City Inspectors Return to SF's Millennium Tower After Declaring It Safe

The city had just declared the Millennium Tower safe from the very concern that is now a suspected cause in the sudden crack in a 36th floor window at the luxury high rise, NBC Bay Area’s Investigative Unit has learned.

Crews were back at the tower Wednesday as work there continues to determine why the window in unit 36B suddenly failed on Sept. 1, forcing the building to be surrounded by scaffolding to protect pedestrians.

A consultant’s preliminary report suggested the window failure could be the result of the tower’s tilting triggering separation of the outer façade, or curtain wall, from the concrete framework of the building. That problem was highlighted earlier this year, when NBC Bay Area reported how Paula Pretlow, who owns unit 31B, had learned that a consultant worried about the risk caused by gaps they found inside her walls – between the glass and steel façade of her unit and the concrete interior structure.

Those gaps, the consultant from Allana, Buick and Bers warned, pose “a life and safety threat to the occupants.”

The openings, experts warn, can allow fire to spread rapidly between floors. The city issued a violation notice against the building and ordered an investigation.

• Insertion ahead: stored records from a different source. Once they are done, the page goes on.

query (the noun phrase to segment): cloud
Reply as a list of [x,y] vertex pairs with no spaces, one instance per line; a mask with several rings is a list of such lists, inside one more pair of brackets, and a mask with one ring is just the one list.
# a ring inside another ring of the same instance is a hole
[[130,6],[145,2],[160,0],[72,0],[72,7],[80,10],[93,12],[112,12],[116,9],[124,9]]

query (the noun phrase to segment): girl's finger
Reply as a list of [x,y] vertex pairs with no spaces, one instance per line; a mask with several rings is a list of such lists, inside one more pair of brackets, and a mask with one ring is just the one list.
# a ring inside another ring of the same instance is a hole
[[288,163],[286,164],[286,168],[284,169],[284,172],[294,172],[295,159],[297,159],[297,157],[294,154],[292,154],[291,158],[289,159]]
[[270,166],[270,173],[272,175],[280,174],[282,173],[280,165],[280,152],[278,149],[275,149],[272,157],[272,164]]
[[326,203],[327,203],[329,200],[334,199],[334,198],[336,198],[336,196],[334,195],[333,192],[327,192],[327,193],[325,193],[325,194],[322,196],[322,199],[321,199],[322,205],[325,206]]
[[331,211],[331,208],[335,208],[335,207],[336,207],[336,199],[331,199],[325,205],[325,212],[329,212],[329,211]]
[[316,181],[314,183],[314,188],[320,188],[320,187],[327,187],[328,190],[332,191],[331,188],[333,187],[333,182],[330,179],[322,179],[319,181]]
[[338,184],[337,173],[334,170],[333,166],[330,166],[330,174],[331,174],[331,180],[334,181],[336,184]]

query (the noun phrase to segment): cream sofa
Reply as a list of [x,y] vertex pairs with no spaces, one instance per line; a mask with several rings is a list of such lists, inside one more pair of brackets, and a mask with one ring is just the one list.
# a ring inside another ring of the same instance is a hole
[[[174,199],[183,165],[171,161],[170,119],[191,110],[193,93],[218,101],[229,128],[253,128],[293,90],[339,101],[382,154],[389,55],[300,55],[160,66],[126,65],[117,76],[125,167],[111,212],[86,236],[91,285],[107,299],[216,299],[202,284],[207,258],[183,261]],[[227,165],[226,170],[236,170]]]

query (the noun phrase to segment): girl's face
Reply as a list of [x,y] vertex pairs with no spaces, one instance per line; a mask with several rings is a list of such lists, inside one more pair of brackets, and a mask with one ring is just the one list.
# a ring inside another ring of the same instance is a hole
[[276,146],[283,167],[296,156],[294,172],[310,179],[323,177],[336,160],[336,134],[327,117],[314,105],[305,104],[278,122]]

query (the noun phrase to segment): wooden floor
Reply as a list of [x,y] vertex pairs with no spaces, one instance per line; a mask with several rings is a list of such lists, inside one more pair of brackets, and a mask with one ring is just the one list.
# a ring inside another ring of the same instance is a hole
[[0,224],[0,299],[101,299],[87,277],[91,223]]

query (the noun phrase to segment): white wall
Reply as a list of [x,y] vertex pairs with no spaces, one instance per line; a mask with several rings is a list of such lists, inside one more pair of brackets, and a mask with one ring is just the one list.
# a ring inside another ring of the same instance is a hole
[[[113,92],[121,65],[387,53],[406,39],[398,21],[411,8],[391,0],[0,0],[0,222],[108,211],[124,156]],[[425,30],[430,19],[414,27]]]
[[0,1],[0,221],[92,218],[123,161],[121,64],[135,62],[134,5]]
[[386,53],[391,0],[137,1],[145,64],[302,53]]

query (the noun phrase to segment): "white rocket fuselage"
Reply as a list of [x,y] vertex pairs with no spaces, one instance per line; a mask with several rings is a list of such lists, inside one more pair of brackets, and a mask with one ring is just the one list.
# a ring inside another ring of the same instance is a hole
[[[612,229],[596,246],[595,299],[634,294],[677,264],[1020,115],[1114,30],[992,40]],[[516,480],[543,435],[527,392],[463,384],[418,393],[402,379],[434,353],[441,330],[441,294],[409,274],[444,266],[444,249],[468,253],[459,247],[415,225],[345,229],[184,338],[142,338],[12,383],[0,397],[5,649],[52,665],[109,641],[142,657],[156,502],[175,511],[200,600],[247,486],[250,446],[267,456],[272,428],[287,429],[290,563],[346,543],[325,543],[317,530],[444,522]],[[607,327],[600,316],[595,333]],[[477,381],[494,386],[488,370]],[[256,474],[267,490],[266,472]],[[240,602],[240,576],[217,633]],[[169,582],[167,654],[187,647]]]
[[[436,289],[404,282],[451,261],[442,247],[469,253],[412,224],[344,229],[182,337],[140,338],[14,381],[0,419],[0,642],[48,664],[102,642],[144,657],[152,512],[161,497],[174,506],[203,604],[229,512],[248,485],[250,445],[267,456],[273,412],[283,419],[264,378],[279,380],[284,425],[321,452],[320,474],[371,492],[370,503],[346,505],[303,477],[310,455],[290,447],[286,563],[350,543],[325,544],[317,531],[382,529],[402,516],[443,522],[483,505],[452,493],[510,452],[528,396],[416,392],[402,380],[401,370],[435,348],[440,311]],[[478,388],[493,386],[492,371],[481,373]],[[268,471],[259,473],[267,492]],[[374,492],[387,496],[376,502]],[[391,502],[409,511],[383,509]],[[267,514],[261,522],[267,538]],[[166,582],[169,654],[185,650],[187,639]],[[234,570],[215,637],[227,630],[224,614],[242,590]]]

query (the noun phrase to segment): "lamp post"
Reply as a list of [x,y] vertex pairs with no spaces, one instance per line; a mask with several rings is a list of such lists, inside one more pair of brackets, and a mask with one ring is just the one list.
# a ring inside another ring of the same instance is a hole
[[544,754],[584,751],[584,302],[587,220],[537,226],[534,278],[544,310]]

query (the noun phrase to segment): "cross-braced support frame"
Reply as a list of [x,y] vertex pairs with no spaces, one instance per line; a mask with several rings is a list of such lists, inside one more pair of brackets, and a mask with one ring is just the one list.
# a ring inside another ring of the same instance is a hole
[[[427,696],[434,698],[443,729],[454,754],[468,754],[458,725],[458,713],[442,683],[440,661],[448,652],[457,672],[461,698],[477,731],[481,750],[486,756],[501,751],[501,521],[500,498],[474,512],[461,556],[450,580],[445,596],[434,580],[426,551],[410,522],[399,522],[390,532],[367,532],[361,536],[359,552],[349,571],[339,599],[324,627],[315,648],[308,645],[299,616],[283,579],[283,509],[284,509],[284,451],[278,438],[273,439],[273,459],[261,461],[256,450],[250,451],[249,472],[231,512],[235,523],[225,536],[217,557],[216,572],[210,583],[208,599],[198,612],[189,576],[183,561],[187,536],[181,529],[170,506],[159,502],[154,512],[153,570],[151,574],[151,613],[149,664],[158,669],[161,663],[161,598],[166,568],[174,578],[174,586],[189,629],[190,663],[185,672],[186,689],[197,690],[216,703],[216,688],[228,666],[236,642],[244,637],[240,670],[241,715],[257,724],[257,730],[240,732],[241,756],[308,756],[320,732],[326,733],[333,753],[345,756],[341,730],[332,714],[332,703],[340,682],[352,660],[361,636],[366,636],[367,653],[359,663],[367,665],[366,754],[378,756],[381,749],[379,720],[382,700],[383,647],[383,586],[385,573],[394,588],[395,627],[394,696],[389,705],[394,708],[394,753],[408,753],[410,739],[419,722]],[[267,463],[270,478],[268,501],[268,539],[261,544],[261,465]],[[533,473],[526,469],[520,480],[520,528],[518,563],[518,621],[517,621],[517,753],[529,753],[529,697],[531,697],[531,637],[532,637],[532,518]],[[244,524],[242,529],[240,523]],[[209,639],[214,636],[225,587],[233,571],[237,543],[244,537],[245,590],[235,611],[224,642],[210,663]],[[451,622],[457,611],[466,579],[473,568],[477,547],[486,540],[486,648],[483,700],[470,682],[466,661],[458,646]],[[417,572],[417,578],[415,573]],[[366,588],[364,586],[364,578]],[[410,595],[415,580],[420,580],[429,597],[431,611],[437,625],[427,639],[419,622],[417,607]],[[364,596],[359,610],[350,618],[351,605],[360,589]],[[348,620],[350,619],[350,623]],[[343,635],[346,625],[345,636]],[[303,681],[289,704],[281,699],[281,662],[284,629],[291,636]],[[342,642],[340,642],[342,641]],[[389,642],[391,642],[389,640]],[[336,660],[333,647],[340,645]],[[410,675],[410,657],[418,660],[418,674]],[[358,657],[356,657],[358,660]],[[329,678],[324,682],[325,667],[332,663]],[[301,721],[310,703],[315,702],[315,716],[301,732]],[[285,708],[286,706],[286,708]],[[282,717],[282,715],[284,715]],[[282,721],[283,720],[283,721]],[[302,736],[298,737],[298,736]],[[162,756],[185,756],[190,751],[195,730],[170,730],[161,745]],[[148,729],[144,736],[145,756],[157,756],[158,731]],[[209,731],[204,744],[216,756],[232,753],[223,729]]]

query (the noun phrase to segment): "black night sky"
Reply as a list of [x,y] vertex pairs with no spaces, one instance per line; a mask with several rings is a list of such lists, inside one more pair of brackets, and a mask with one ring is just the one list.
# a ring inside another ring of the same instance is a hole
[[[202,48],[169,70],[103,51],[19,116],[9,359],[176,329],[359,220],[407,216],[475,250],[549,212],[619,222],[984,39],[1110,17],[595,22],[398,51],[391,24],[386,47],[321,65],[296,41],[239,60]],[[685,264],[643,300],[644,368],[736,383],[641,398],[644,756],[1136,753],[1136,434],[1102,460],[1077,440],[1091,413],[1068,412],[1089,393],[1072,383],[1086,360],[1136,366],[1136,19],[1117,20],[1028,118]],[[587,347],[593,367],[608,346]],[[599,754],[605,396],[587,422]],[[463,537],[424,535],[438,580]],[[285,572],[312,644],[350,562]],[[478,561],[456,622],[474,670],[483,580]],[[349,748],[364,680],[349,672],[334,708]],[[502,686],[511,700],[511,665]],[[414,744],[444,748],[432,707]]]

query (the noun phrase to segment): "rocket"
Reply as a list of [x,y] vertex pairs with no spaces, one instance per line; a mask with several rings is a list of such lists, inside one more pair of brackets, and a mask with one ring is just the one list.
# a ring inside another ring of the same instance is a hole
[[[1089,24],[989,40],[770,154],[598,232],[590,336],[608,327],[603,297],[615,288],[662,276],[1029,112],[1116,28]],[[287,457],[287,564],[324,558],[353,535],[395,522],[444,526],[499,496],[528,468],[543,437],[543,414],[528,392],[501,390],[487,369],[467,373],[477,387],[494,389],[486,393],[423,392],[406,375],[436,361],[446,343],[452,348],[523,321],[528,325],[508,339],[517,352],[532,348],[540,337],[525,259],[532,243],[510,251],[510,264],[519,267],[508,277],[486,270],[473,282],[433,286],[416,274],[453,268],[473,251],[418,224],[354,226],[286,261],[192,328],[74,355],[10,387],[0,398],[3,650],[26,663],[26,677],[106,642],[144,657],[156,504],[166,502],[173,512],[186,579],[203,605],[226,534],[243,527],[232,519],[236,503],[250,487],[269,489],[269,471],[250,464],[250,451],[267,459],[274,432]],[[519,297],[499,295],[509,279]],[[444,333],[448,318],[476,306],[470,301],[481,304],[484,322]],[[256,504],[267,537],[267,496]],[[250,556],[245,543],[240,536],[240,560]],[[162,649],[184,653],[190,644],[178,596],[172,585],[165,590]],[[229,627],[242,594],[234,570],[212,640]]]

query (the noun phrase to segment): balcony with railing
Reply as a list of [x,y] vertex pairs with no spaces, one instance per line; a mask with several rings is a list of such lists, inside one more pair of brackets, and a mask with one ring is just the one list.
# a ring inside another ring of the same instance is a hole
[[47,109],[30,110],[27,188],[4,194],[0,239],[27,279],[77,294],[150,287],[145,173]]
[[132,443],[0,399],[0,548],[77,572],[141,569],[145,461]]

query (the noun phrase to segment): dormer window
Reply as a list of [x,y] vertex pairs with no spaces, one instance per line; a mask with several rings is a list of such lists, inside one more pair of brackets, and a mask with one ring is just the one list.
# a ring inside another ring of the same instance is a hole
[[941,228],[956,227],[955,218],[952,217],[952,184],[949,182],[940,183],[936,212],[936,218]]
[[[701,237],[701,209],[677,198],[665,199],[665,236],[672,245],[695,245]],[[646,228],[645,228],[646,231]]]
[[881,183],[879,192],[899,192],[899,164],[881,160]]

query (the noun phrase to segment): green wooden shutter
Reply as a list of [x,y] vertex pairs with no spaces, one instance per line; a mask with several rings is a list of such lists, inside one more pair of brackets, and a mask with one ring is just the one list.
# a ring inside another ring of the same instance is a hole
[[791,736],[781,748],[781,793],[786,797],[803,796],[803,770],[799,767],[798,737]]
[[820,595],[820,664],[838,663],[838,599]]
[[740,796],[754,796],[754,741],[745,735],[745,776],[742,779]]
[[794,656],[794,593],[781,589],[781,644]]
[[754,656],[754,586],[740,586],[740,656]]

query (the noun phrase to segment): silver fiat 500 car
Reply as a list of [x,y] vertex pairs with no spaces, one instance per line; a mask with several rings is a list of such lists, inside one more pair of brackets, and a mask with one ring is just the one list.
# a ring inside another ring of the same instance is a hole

In a response to the Millennium Tower Homeowners Association’s lawyer in February, the same firm concluded that a check of five units – all on the southern side of the tower – showed gaps that were within normal expected range and not the apparent product of tilting.

In August, the city Department of Building Inspection issued a report citing that conclusion as proof the building was safe. It declared the investigation over. By then, the gaps in Pretlow’s unit had been sealed.

“It essentially said the building is still safe for occupancy from those basic life safety standards,” said William Strawn, spokesman for the Department of Building Inspection.

But City Supervisor Aaron Peskin questioned why city inspectors would accept a report that only evaluated units on the south side of the building – given the problem was discovered on its northwest side, where the building is tilting.

“They’ve looked on the wrong side of the building,” Peskin said, adding that the city accepting such incomplete findings was just one more reason it needs to enlist outside experts to get to the bottom of the problem.

“This is like saying there’s no dry rot on one side of the building, so there must not be dry rot on the other side of the building,” he told NBC Bay Area. “It’s absurd.”

Strawn said the department has to rely on outside experts, in this case hired by the building owners, not the city. In fact, the same consultants with Allana, Buick and Bers are evaluating what led to the window’s failure. “Clearly our engineers agreed that, according to this report, that there was no concern right now,” he said.

As to why they would sign off when only five units away from the problem were checked, Strawn said: “You know, I’d have to defer to our engineers on that. I was not aware that this was in a different stack for this particular purpose.”

Late Wednesday, Strawn issued an update, saying Allana, Buick and Bers couldn’t get into Pretlow’s unit after she had refused.

But, he said, the city believes they did actually assess unit 36B – the unit where the window cracked – as among the units where “the horizontal offsets between some curtain wall modules do not appear to be the result of building settlement, but are the result of standard erection tolerances.”

DBI believes, he said, the firm simply “erroneously omitted it [36B] from the report sent to DBI.” But he wasn’t able to verify that as of late Wednesday.